Lets just import the library first

import pandas as pd

I have the movies database which I have downloaded from Kaggle for this exercise. Lets read the data and look at first few rows by using head which will first 10 rows...

df = pd.read_csv("movies_metadata.csv")
df.head()

Lets find out the name of columns we have in the data by using df.columns

df.columns
Out[12]:
Index(['adult', 'belongs_to_collection', 'budget', 'genres', 'homepage', 'id',
       'imdb_id', 'original_language', 'original_title', 'overview',
       'popularity', 'poster_path', 'production_companies',
       'production_countries', 'release_date', 'revenue', 'runtime',
       'spoken_languages', 'status', 'tagline', 'title', 'video',
       'vote_average', 'vote_count'],
      dtype='object')

Lets see how many rows we have in the data...

df.size
Out[47]:
1091184

So there are 1091184 rows in the data.

Lets do a simple query on the data.
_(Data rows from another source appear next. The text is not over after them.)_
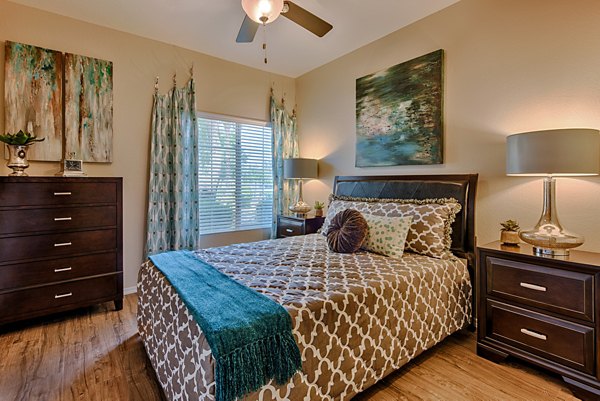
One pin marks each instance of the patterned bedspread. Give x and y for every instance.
(357, 317)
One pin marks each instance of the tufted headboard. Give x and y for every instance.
(461, 187)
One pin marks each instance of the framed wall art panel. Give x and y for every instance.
(88, 108)
(33, 90)
(399, 114)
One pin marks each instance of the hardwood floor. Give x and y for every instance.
(96, 354)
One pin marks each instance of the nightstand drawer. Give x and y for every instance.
(567, 343)
(561, 291)
(62, 218)
(289, 228)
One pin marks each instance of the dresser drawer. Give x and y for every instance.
(46, 299)
(289, 228)
(57, 193)
(567, 343)
(561, 291)
(36, 273)
(56, 245)
(61, 218)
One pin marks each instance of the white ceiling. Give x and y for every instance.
(211, 26)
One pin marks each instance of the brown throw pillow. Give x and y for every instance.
(347, 231)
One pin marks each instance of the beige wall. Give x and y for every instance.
(221, 87)
(510, 66)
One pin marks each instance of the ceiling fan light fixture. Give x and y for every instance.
(262, 11)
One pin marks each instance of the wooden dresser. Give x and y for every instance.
(61, 244)
(542, 310)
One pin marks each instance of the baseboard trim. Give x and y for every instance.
(130, 290)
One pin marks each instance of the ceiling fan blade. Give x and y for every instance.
(306, 19)
(247, 31)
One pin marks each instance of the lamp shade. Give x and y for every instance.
(560, 152)
(299, 168)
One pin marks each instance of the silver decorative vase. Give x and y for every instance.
(18, 159)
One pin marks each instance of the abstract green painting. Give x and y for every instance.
(33, 89)
(88, 108)
(399, 114)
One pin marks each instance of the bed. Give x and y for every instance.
(355, 317)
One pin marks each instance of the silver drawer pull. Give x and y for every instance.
(534, 334)
(533, 287)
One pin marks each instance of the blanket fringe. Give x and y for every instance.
(250, 367)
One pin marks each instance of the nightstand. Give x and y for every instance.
(289, 226)
(541, 310)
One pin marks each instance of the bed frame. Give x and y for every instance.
(461, 187)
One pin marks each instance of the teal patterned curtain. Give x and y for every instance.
(173, 189)
(285, 145)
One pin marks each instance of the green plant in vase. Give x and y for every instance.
(17, 147)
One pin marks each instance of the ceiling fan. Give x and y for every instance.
(262, 12)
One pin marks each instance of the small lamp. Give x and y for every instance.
(552, 153)
(299, 169)
(262, 11)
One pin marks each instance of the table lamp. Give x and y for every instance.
(553, 153)
(299, 169)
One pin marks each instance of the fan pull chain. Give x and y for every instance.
(265, 41)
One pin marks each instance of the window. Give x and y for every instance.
(235, 174)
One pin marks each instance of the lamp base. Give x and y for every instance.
(548, 237)
(550, 240)
(550, 252)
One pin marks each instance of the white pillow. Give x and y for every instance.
(387, 235)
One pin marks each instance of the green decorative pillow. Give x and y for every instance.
(347, 231)
(387, 235)
(431, 227)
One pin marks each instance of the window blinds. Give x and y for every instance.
(235, 174)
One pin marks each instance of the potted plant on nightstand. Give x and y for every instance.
(509, 233)
(319, 208)
(17, 147)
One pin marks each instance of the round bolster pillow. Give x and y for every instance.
(347, 231)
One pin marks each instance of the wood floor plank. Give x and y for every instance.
(95, 354)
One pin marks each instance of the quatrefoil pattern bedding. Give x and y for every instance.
(356, 317)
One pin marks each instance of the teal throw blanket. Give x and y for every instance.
(250, 335)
Lets find out all the rows which contains title "Toy Story". Here is the query to do that...

df[df.title.str.contains('Toy Story', case=False)]

But I got following error...

ValueError: cannot index with vector containing NA / NaN values

To fix the above error, we can either ignore the Na/Nan values and then run above command or remove the Na/Nan values altogether. Lets try the first idea that is ignore the Nan values. The command to do that is following...

df[df.title.str.contains('Toy Story', case=False) & (df.title.isna()==False)]

To find out how many records we get , we can do len python on the df since it is a list.

len(df[df.title.str.contains('Toy Story', case=False) & (df.title.isna()==False)])
Out[52]:
5

We got 5 rows.

The above method will ignore the NaN values from title column. We can also remove all the rows which have NaN values...

df1 = df.dropna()
In [46]:
df1.size
Out[46]:
16632

As we can see above dropna() will remove all the rows where at least one value has Na/NaN value. Number of rows have reduced to 16632.